# WSJ Update - Owners Watch Out



## Loriannf (May 2, 2006)

Hi all, we just returned from our week at WSJ and scheduled an owner's update - they don't have a general one anymore, you have to privately schedule.  Several things of interest to note:

1)  If you own in Buildings 41 and 42, 31 and probably 32 (the "older" units), you're going to be assessed a special assessment in the range of $1400 - 1900 next year because they are completely redoing the units.  Buildings 41 and 42 will be done in September/October 06; Building 32 is probably not going to be done this year, but soon.  Supposedly they are putting in around $60-70,000 per unit on the upgrades.  The decor will be somewhere in between the "urban" look of the "new units" and the current, more island themed decor.

2)  Inventory is getting very low.  We were looking to buy a week 16, 3 bedroom, but they are completely sold out in all unit sizes for week 16.  We own week 17, 3 bedroom, so we ended up buying a week 18 (gasp, yes from the developer) 3 bedroom, building 43.  There were two other week 18 3 bedrooms available, but were in the "older" buildings and thus subject to the "assessment."  When factoring in the assessment, and the fact that the maintenance fees are the same, and that they were giving us 120,000 StarPoints, we decided to buy from Starwood.  We had been looking for resale, but adjacent weeks to ours were not coming up and we didn't want to take the risk of buying a week and trying to shift it to coincide with our current week. 

3)  For those of you interested, there is still a Week 7 3 bedroom available, listed at about $112,000.  There were several other Platinum Plus 3 bedrooms available (around 9 weeks), and the price was averaging $75,000.00.  

4)  Storage rooms are available to some owners of more than 2 weeks, but at
an annual fee of $500.00.  We tried to get them to give us one, but no deal.  When we first bought WSJ, they were giving people who owned 3 weeks storage units as part of the deal, so we thought we'd try to get one, until we found out that now there's a fee.

If anyone has any questions, post here, or email me and I'll try to answer.

Lori


----------



## DavidnRobin (May 2, 2006)

Hi Lori -

Welcome back - Thanks for the update.  Are you going to write a trip report?  We would be interested in reading about your WSJ and STJ experience as we are going in 7-weeks (yippee!)

Have buildings 33 and 34 already been upgraded?


----------



## Loriannf (May 2, 2006)

Robin:

Trip report will probably be posted by end of the week on VINOW; here if others request it.  Re:  Buildings 33 and 34, my understanding is that they were the last ones finished, so they don't need updating.

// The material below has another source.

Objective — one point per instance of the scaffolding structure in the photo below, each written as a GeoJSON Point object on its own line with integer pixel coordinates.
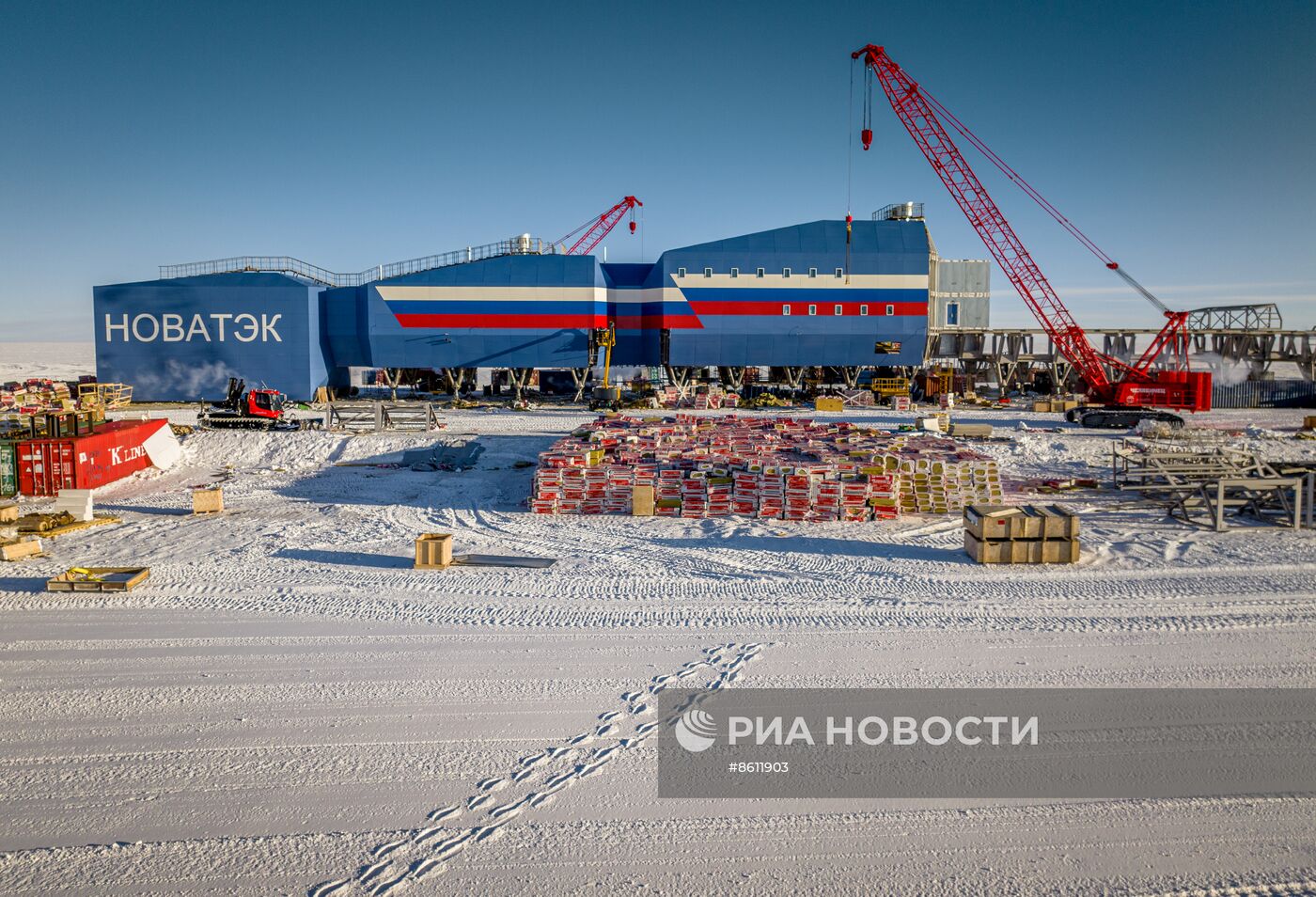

One thing I forgot to add to my previous post - the Westin is in talks with the VI government about converting some of the existing hotel rooms to Studio, 1 Bed and 2 Bed timeshare units; although anything is speculative and subject to "island time".  Apparently, the resort is in high demand and more and more people are requesting "condo" style units with kitchens.  Thus, the hotel would have fewer rooms - and higher prices.  I don't know what this would do to the value of the existing Studio, 1 bed and 2 bed units, but if the demand is there, then I think those owners who are renting might be able to get good prices.

Lori


----------



## OCsun (May 2, 2006)

Hi Lori,

I was in unit 4111 last week.  Wasn't the weather great!  Congratulations on your new purchase.  Once again we had a great vacation.   

The newest of the buildings on the hill is building 31 which was completed two years ago.  Building 32,33 & 34 will be renovated.

During our owners update the assessment amounts given were $900-$1,400.  Starwood is currently finalizing an announcement to owners so we should find out soon.

The three bedrooms will have new kitchens, new bathroom fixtures and all new furnishings to match those in the newer units.   It's funny because I like the island look of the older units better than the retro look of the new units.  Starwood wants to be consistent with their new retro streamline look.   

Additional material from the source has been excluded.